Para a polícia, restou evidente a intervenção de uma segunda pessoa na morte de Gisele. O tentente-coronel Geraldo Leite Rosa Neto, ex-marido da vítima, é acusado pelo feminicídio e está preso desde março deste ano.
O documento, obtido pela CNN Brasil, alega que a hipótese de que a morte teria sido decorrente de suicídio foi falsificada e, portanto, descartada. Segundo o instituto, a avaliação técnica identificou divergências materiais determinadas entre a versão inicialmente apresentada e os vestígios físicos encontrados.
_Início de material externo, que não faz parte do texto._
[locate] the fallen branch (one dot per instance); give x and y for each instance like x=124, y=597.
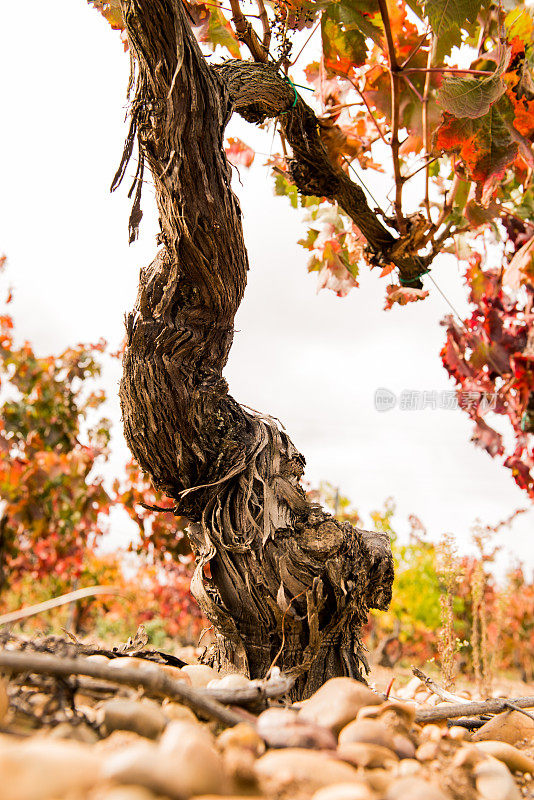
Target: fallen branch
x=55, y=602
x=515, y=707
x=496, y=706
x=436, y=689
x=151, y=678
A perícia destaca ainda a análise do conjunto de padrões de manchas de sangue e dos demais elementos coletados no local, que contradisse a possibilidade de Gisele ter tirado a própria vida.
A defesa do tentente-coronel, composta pelo advogado Eugenio Malavassi, afirmou que analisa a reposta do Instituto de Criminalística sobre os quesitos apresentados no laudo, juntamente com o assistente técnico.
A defesa técnica dos familiares de Gisele, por sua vez, reiterou que "jamais teve dúvidas de que a morte foi resultado de um feminicídio".
Para o advogado Miguel Silva, o laudo complementar reforça as provas já existentes e confirma que Gisele foi assassinada pelo tenente-coronel, apontado como como autor do crime.